We are 'amassing' [sorry to use that term, Dalespam!] enough discussion points in this thread for recalling a closely related idea.
I mean, it makes a difference how this energy-mass gain is accumulated in a traveling body, or if it is accumulated. That is, if the energy is manifested as the non-linear but real hyper-agitation of molecular bonds as someone in a spaceship approaches c, then those intrepid intergalactic explorers are going to die long before they hit warp speed.
“Is Bob actually getting heavier and shorter, or isn’t he?”
Bob, being in his own reference frame, will see none of this change.
The easy answer would be to say it depends on your reference frame and that’s all we can say about it.
The last quote says it all...that's 'reality'...
Let's start with Dalespam's energy equation. In the frame of the mass, as you know,
velocity is zero...so there is NO additional momentum, no additional kinetic energy, for example. That is the essential reason relativistic mass is no longer popular: The 'mass' is unaffected by it's speed in its own frame. Electrons continue in the normal orbitals. A closely related aspect is the source of gravity: the stress energy tensor, which is also unaffected by high velocity.
It MASS [and associated gravity] did change, the object could turn into a black hole via high speed...yet we never observe that,so MASS cannot increase at high velocities! So the way I think about this now, after a lot of tutoring from Dalespam, bcrowell, DocAl and others is in the reverse order from that I just used...
Just as different observers pass different relative TIME in SR, there is no 'real' time except for the clock you carry with you; Others 'see' things differently. And in GR not only does relative velocity affect the apparent passage of time, so does gravitational potential: Time for an observer on Earth passes more slowly from that of an orbiting astronaut!
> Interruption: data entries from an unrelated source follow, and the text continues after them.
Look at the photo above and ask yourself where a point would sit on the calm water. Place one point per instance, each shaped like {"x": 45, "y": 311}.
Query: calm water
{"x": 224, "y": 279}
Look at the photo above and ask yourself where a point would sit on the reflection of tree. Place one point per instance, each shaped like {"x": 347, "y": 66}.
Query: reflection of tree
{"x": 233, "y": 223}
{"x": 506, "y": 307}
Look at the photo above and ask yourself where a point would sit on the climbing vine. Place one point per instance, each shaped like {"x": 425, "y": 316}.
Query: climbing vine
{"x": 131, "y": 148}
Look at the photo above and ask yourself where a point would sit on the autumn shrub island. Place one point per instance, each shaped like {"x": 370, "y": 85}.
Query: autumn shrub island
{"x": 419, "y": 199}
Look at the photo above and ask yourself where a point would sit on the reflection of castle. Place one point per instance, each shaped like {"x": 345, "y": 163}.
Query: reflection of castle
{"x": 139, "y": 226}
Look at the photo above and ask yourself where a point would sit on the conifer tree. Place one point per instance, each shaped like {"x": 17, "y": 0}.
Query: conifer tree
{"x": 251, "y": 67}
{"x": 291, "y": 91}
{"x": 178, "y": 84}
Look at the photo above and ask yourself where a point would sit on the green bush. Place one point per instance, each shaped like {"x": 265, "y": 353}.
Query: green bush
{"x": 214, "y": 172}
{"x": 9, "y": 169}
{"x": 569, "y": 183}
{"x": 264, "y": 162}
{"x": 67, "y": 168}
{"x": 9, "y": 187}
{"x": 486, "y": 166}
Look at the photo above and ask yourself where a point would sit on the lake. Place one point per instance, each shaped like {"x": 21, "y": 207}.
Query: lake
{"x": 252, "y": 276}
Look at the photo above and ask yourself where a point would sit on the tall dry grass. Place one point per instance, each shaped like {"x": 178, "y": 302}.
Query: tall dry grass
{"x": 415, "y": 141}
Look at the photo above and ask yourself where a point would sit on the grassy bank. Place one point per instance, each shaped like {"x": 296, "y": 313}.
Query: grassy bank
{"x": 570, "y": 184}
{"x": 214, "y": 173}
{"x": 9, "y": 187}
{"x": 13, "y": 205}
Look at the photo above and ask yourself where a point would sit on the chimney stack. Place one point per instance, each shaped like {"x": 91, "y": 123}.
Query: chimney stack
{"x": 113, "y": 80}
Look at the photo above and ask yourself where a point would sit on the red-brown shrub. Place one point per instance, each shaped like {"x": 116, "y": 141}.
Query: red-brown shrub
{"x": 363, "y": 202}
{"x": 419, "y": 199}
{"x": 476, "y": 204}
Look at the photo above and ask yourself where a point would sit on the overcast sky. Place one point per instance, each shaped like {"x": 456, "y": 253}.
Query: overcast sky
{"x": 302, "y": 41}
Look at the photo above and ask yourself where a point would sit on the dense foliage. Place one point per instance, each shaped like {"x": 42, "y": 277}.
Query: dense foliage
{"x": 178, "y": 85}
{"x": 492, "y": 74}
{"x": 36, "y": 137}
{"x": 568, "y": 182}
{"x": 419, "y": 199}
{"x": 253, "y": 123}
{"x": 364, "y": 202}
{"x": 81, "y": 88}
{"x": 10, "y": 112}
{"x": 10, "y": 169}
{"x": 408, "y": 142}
Here is an interesting example from TomStoer:
TomStoer: You can have a non-stationary mass distribution with stationary spacetime. Consider a spherical, stationary mass-distribution, e.g. a massive star, a study its spacetime metric, curvature and geodesics of test bodies.
Now consider a spherically symmetric collapse of this star. e.g. to a neutron star or a black hole. During this (spherically symmetric) collapse the spacetime metric and curvature do not change; the test bodies feel nothing else but the stationary spacetime as before. Therefore at least in this situation the change in the energy momentum tensor due to the collapse and the huge additional kinetic energy of the collapsing matter does not act gravitationally.
How do we interpret this?? A test particle outside the collapse would be unaffected!
So here we have what might be an apparent gain in energy, but again, not in the frame of the collapsing star.
A contra example: Heat a mass and it's rest energy DOES increase...electrons speed up in their orbitals, molecular bonds become more active, lattice structure may change, and there is no frame in which all this movement is at rest. So a hot mass will follow a slightly different trajectory than when cold.